Vômito fossilizado de 290 milhões de anos é identificado por pesquisadores na Alemanha
Na Alemanha, pesquisadores de Berlim localizaram a evidência terrestre mais antiga de vômito fossilizado, datada de 290 milhões de anos. O material, detalhado na revista Scientific Reports em março de 2026, foi achado no sítio de Bromacker. A amostra contém 41 fragmentos ósseos de três indivíduos de Eudibamus e *Thuringothyris
Paleontólogos do Museum für Naturkunde de Berlim identificaram, em uma rocha na Alemanha, o registro mais antigo de vômito fossilizado em ambiente terrestre. O material, datado de 290 milhões de anos, oferece dados sobre o comportamento de predadores de topo 50 milhões de anos antes do surgimento dos dinossauros. O achado, detalhado em estudo publicado em 2 de março de 2026 na revista Scientific Reports, do grupo Nature, foi localizado no sítio paleontológico de Bromacker, situado no Geoparque Inselsberg, na Turíngia.
O objeto, catalogado como nódulo MNG 17001, possui 5 centímetros de diâmetro e abriga 41 fragmentos ósseos, todos com menos de 2 centímetros. A análise por meio de scanner de alta precisão permitiu a tomografia do nódulo sem destruí-lo, revelando alinhamentos que comprovam a passagem dos ossos pelo sistema digestório. A classificação técnica como regurgitalito, em vez de coprólito (fezes fossilizadas), foi confirmada pelo baixo teor de fósforo e pela ausência de matriz sedimentar típica de processos de digestão completa.

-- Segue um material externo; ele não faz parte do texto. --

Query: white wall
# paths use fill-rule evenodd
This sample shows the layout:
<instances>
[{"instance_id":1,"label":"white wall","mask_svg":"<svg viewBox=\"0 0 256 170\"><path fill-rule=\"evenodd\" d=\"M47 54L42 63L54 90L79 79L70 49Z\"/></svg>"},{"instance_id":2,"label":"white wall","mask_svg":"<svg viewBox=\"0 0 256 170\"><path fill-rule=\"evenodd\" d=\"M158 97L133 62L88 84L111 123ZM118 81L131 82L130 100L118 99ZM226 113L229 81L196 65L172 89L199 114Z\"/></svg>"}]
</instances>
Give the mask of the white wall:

Os fragmentos recuperados, que incluem partes de mandíbula, crânio e membros, pertencem a pelo menos três indivíduos de diferentes espécies. Foram identificados como *Eudibamus* e *Thuringothyris*, tetrápodes reptilianos ágeis que habitavam as planícies fluviais do Permiano alemão e se alimentavam de material vegetal e insetos. A análise indica que o predador consumiu as três presas em uma única refeição e expulsou os resíduos indigestos rapidamente, antes que os sucos gástricos os dissolvessem.

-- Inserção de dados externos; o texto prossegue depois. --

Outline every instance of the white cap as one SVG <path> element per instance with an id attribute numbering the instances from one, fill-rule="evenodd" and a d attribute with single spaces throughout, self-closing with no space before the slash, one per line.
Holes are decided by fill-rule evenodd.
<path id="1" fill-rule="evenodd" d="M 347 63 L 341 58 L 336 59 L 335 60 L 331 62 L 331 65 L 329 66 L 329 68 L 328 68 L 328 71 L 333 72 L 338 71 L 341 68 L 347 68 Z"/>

A identidade do caçador ainda é trabalhada como hipótese, baseada na anatomia de mandíbulas, espécies locais e tamanho dos fragmentos. Os principais suspeitos são dois sinapsídeos, ancestrais dos mamíferos: o *Dimetrodon teutonis*, um dos maiores vertebrados terrestres do início do Permiano e detentor de uma vela dorsal, ou o *Tambacarnifex unguifalcatus*, predador menor com garras afiadas e mandíbulas robustas.
A descoberta sugere que os predadores de topo do início do Permiano atuavam como carnívoros generalistas e oportunistas, incluindo pequenos vertebrados em seu cardápio. Esse comportamento diverge de parte da literatura paleontológica, que costuma descrever esses animais como caçadores especializados em presas grandes. Mark MacDougall, professor da Brandon University, afirma que o registro amplia o conhecimento sobre a dieta de sinapsídeos primitivos.
A preservação excepcional do material é atribuída às condições geológicas de Bromacker. A região, composta por camadas de planícies de inundação sazonais, favorecia o soterramento veloz de organismos por lodo fino e sedimentos durante as cheias dos rios.
O nódulo MNG 17001 encontra-se atualmente na Friedenstein Stiftung, em Gotha. A equipe de pesquisa ressalta que, por documentar um evento alimentar isolado, o achado não permite a generalização da dieta de toda a fauna predatória do Permiano, motivo pelo qual o material passará por novas análises nos próximos meses para refinar as conclusões.